The United Nations's International Civil Aviation Organization (ICAO) is planning to warn pilots about flying over war zones after a Malaysia Airlines plane was shot down over Ukraine last month.
Officials with the agency said this week that they are launching a pair of programs designed to give pilots better mid-flight information about flights over areas that are home to violent conflict.
The first program will rely on the Federal Aviation Administration's existing Notices to Airmen system. The notices are issued when the agency is recommending that pilots avoid dangerous airspace, officials with the international aviation association said.
The second program will involve the creation of a "a new centralized system to be established for the prompt sharing of conflict zone risk information," the agency added.

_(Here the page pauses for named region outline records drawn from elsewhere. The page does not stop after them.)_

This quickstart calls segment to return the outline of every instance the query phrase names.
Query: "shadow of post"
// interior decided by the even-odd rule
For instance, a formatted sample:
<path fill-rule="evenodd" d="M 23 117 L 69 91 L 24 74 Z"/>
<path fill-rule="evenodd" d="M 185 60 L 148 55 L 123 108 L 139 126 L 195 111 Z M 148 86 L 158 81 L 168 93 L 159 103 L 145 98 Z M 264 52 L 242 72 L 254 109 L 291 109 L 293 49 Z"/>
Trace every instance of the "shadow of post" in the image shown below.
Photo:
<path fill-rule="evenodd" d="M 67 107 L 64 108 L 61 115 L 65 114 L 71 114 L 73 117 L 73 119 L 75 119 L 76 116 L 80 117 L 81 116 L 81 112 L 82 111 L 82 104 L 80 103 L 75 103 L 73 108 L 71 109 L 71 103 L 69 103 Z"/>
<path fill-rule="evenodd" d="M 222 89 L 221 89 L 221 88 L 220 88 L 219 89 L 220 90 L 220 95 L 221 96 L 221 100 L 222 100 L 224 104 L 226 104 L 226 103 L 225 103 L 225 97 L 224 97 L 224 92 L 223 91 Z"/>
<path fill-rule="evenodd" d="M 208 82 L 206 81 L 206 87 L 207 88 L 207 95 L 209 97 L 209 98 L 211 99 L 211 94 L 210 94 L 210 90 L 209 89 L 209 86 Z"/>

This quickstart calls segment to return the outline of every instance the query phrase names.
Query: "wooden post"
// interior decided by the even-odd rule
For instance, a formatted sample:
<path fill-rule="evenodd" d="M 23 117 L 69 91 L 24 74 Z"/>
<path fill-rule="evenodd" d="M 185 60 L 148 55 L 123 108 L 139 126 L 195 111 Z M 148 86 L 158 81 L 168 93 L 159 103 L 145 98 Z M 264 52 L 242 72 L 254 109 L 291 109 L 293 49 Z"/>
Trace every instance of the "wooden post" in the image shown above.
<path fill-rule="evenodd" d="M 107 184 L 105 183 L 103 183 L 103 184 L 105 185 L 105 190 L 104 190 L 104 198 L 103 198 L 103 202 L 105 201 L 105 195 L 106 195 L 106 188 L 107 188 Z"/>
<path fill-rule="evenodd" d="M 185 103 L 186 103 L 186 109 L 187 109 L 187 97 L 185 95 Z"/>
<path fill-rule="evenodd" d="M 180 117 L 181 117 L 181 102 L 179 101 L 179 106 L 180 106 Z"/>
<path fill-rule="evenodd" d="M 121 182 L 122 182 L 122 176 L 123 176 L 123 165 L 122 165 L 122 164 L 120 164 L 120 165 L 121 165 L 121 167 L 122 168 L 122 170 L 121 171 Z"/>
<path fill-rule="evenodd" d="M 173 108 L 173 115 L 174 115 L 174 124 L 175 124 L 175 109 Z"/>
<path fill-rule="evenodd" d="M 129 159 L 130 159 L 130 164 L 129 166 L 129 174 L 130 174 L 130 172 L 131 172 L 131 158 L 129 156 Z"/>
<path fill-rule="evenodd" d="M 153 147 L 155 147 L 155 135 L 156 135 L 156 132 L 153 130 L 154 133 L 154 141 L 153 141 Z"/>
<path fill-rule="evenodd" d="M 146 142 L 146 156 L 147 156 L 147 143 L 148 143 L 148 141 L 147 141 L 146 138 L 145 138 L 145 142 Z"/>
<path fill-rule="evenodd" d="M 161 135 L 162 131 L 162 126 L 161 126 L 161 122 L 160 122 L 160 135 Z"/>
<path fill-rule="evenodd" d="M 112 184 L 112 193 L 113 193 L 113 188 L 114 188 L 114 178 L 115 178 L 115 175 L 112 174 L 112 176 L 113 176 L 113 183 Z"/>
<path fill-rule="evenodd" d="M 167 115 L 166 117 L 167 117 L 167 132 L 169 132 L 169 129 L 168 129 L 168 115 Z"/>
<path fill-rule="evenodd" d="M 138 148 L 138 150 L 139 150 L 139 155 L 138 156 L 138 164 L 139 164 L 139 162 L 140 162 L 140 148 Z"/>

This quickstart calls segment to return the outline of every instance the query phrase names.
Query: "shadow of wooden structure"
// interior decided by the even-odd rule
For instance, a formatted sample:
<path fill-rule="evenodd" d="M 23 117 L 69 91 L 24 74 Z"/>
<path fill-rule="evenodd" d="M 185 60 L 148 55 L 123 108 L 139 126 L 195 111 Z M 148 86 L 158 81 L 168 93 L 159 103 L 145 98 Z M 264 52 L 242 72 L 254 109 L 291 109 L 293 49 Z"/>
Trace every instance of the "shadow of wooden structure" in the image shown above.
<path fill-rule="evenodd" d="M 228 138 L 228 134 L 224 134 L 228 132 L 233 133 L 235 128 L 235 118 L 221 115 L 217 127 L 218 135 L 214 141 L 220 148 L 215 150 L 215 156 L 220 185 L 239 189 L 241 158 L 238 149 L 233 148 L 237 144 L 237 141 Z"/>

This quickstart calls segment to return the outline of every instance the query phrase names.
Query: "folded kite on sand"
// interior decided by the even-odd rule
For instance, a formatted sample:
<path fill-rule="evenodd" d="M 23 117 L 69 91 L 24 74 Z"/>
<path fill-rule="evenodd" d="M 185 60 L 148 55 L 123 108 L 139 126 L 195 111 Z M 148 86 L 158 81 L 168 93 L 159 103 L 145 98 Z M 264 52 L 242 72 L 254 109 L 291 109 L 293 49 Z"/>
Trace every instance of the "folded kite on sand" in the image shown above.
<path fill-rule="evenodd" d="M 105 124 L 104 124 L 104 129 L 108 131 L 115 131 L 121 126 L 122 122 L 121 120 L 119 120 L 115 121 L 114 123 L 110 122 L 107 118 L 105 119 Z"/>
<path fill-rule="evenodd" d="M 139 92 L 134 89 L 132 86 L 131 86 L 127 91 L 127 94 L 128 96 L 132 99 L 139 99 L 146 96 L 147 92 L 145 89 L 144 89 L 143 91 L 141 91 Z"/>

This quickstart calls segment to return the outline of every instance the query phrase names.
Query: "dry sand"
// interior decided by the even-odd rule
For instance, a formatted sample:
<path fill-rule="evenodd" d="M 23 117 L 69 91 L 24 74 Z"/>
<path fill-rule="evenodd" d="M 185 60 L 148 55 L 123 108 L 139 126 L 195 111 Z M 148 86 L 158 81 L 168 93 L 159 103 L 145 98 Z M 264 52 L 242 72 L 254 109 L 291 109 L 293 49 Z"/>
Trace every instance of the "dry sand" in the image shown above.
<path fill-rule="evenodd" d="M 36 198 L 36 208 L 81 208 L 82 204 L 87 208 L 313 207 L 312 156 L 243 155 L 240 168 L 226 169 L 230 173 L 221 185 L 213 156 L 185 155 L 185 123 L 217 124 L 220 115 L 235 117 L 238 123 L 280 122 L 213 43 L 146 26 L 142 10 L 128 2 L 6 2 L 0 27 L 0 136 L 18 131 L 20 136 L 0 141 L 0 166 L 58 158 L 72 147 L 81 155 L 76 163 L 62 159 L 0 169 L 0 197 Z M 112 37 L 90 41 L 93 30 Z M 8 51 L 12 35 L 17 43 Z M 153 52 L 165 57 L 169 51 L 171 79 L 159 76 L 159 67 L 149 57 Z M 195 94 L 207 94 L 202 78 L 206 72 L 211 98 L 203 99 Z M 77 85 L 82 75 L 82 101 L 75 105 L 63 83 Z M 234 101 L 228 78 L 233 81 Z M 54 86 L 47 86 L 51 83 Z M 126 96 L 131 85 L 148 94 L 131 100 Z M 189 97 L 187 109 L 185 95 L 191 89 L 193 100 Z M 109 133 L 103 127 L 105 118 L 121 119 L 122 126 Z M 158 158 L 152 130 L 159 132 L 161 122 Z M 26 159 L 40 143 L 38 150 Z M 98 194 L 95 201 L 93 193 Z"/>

“This has been an especially productive two-day session on what were some very challenging objectives,” the chairman of ICAO's Task Force on Risks to Civil Aviation, David McMillan, said in a statement.
“We saw some very strong consensus around the two specific projects we’ll now be pursuing and I am very confident that we’ll be submitting a very mature and practical set of proposals to the ICAO Council," McMillan continued. "These recommendations will help to ensure the safety of civilian passengers and crew, no matter what airline they are flying on or where they are flying.”
Malaysia Airlines Flight 17 was shot down over Ukraine in the beginning of July, resulting in the deaths of 295 passengers who were on board the plane.
The deaths have been blamed on Russian separatists who are involved in a dispute over the area of Ukraine near Crimea.
U.S. officials have alleged that the plane was shot down using technology that was supplied by the Russian government.
The FAA responded to the crash by banning U.S. airlines from flying over most of Ukraine. The agency has also issued warnings about flights over Israel, Syria and Ferguson, Mo., in recent months.